S'il est vrai qu'une STN au comportement douteux risque sa réputation si le point de contact national vient à mettre le doigt sur des pratiques non respectueuses (procédé de naming and shaming), il n'en reste pas moins que certaines sociétés ne sont pas spécialement sensibles à l'opinion du public (notamment tous les intermédiaires peu connus du grand public). Ces sociétés qui se passent d'une belle carte de visite sont alors difficiles à toucher. De plus, les principes directeurs ne s'appliquent qu'aux sociétés qui commettent une infraction ou ont leur siège dans l'un des États parties. À titre d'exemples, beaucoup de pays asiatiques sont ainsi exclus des principes directeurs.

Il faut néanmoins souligner que les principes directeurs englobent quantités d'acteurs différents. Il est par exemple très positif que des associations patronales, des syndicats mais également des ONG puissent participer aux mécanismes de plainte. Afin de participer pleinement au travail de contrôle et de peser dans les négociations avec l'OCDE, différentes ONG se sont regroupées dans le réseau international OECD-Watch en 2003.

Code de bonnes pratiques

En janvier 2017, le Secrétariat d’Etat à l’économie (SECO) a fait paraître un guide de bonnes pratiques concernant une application effective des principes directeurs de l’OCDE à l’intention des entreprises multinationales. Le SECO souligne qu’il est important d’encourager les entreprises dans la mise en œuvre de ces principes ainsi que de ceux du Pacte Mondial des Nations Unies (UN Global Compact). Dans cette optique, le SECO a constitué une liste de conseils et d’exemples pratiques ainsi qu’une feuille de route pour un contrôle interne au sein des entreprises.

Dans cette publication, le SECO affirme qu’il est dans l’intérêt des entreprises de prendre leurs responsabilités sociales au sérieux. En effet, en respectant leurs engagements sociaux, ces multinationales profiteraient d’une crédibilité plus élevée dans le domaine de la RSE (Responsabilité sociétale des entreprises), elles éviteraient des rapports de presse négatifs et allégeraient leurs coûts d’exploitation et leurs dépenses énergétiques.

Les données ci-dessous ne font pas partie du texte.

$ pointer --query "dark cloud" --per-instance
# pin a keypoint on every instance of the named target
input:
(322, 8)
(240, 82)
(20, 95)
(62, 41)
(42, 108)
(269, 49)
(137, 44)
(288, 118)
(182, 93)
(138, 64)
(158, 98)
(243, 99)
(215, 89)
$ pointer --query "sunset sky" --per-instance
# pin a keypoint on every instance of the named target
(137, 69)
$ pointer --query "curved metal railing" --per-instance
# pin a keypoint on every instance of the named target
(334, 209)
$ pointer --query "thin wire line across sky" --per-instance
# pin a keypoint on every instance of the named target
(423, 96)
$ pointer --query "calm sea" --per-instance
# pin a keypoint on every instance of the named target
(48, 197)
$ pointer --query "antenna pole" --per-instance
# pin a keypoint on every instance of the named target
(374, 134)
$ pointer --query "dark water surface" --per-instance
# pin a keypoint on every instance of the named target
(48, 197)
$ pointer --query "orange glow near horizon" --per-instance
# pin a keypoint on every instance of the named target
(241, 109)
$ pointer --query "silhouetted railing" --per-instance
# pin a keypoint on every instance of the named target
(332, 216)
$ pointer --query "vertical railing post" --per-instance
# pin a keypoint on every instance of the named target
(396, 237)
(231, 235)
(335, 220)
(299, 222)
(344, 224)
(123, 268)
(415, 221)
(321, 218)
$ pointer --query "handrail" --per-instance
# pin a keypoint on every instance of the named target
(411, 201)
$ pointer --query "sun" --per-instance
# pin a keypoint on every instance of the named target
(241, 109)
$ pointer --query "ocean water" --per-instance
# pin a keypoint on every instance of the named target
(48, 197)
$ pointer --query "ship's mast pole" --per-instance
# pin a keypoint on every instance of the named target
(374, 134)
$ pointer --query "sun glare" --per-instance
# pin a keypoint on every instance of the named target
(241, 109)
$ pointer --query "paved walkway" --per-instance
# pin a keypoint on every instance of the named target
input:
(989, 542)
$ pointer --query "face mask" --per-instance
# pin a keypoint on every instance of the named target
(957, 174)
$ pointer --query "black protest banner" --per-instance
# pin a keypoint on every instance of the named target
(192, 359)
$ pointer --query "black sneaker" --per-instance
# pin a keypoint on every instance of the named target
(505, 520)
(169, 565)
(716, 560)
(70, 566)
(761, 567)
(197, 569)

Le SECO demande aux entreprises de poursuivre une politique d’information transparente exemplaire, en informant régulièrement sur leurs pratiques commerciales ainsi que sur leurs répercussions sur la société et l’environnement. Dans le guide, l’exemple du rapport annuel «Nestlé en société» est présenté. En effet, le géant de l’agroalimentaire publie chaque année un rapport sur ses efforts dans les domaines sociétaux et écologiques.

Le guide de bonnes pratiques contient également un test permettant un contrôle interne rudimentaire afin d’évaluer la politique des multinationales dans le domaine de la responsabilité sociale. Cependant, ceci ne représente qu’une porte d’entrée dans la thématique et ne remplace pas une évaluation réelle. La valeur du guide repose donc principalement sur son aptitude à expliquer d’une manière compréhensible les principes directeurs de l’OCDE et de les étayer avec des exemples.